Après un chapitre liminaire consacré à la période antérieure à la fin de la guerre froide, l’auteur dresse successivement un bilan des opérations menées successivement au Liberia, en Sierra Léone et en Guinée-Bissau, avant de les confronter à la mise en oeuvre d’un mécanisme de sécurité. L’ouvrage, bien écrit, agréable à lire et rédigé sur un ton passionné, souvent sans concession, est étayé par un appareil de références riche d’entretiens et de la consultation de sources originales. Il constitue indirectement un rappel salutaire de l’omni-présence des États et des stratégies étatiques dans l’évolution des conflits de l’ouest africain : les descriptions détaillées du jeu des initiatives et négociations diplomatiques sont particulièrement bienvenues.

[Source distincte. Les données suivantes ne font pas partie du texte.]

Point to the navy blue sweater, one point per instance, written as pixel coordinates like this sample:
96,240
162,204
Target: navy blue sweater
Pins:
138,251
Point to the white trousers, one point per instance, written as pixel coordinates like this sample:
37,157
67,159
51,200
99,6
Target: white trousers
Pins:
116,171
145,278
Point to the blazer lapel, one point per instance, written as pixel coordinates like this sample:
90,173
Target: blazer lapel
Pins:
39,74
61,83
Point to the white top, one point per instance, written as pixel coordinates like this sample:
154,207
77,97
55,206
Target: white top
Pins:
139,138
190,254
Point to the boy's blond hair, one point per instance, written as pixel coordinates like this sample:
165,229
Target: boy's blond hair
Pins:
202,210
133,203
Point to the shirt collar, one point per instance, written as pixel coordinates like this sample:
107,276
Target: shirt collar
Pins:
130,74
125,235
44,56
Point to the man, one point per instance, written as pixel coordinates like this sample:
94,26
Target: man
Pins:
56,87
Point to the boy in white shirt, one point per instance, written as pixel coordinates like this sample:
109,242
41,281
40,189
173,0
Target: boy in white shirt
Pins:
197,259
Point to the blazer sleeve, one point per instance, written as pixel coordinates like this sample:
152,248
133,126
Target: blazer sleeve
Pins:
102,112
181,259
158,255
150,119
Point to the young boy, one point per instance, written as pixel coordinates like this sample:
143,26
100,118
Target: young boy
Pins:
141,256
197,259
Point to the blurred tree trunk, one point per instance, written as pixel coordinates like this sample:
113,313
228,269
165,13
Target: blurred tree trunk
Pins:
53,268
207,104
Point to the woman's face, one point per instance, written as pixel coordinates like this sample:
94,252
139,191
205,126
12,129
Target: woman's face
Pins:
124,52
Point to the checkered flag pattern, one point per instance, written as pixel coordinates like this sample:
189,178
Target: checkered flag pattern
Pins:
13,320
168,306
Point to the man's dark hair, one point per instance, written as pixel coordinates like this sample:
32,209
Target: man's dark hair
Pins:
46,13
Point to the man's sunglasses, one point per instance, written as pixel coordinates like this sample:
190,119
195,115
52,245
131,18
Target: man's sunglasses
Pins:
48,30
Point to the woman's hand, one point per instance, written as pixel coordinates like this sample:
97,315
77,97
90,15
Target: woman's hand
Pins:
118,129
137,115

Les trois interventions de la cedeao sont présentées comme autant d’échecs qui soulignent la nécessité d’une reconceptualisation totale du rôle de la cedeao afin de faire face à des problèmes internes aux États et non plus seulement traiter des conflits inter-étatiques. Le caractère hautement improvisé et non coordonné de l’intervention des forces de la cedeao s’est heurté à la gravité des situations rencontrées, mais aussi aux divisons profondes entre États membres de la sous-région. Si au Libéria et en Sierra Léone, ces divisions ont été avivées par l’unilatéralisme du Nigeria, en Guinée-Bissau c’est l’absence de toute participation nigériane à l’intervention de la cedeao qui, selon l’auteur, a contribué à son impuissance du fait de moyens profondément déficients. Plus généralement, il ressort clairement des données présentées que la géométrie variable des aides logistiques, matérielles et financières allouées par la communauté internationale a puissamment contribué à façonner les capacités et conditions d’intervention de la cedeao. Cette dépendance envers les moyens attribués par des puissances extérieures constitue sans nul doute le talon d’Achille de la pax africana dont la mise en oeuvre est préconisée : il peut paraître quelque peu illusoire de préconiser que les États non africains consacrent des moyens accrus au soutien d’opérations de maintien de la paix en Afrique, sans que ceci véhicule un droit d’ingérence dans les politiques mises en oeuvre. L’institutionnalisation des mécanismes de maintien de la paix, suggérée par Adebajo afin de réguler les velléités unilatéralistes du Nigéria, peut également susciter des interrogations dubitatives alors que la transition du Nigéria vers un régime démocratique et l’instauration de la Quatrième République en 1999 n’a cessé de se traduire par une volonté de désengagement régional du fait de coûts, désormais jugés exorbitants au regard des besoins internes de la fédération. À l’heure où les situations au Libéria, en Sierra Léone, en Guinée et surtout en Côte d’Ivoire n’ont jamais parues aussi instables, les capacités de la cedeao à promouvoir un « complexe de sécurité régionale » restent bien fragiles face à des processus de régionalisation qui procèdent surtout d’une diffusion de la violence et de l’insécurité.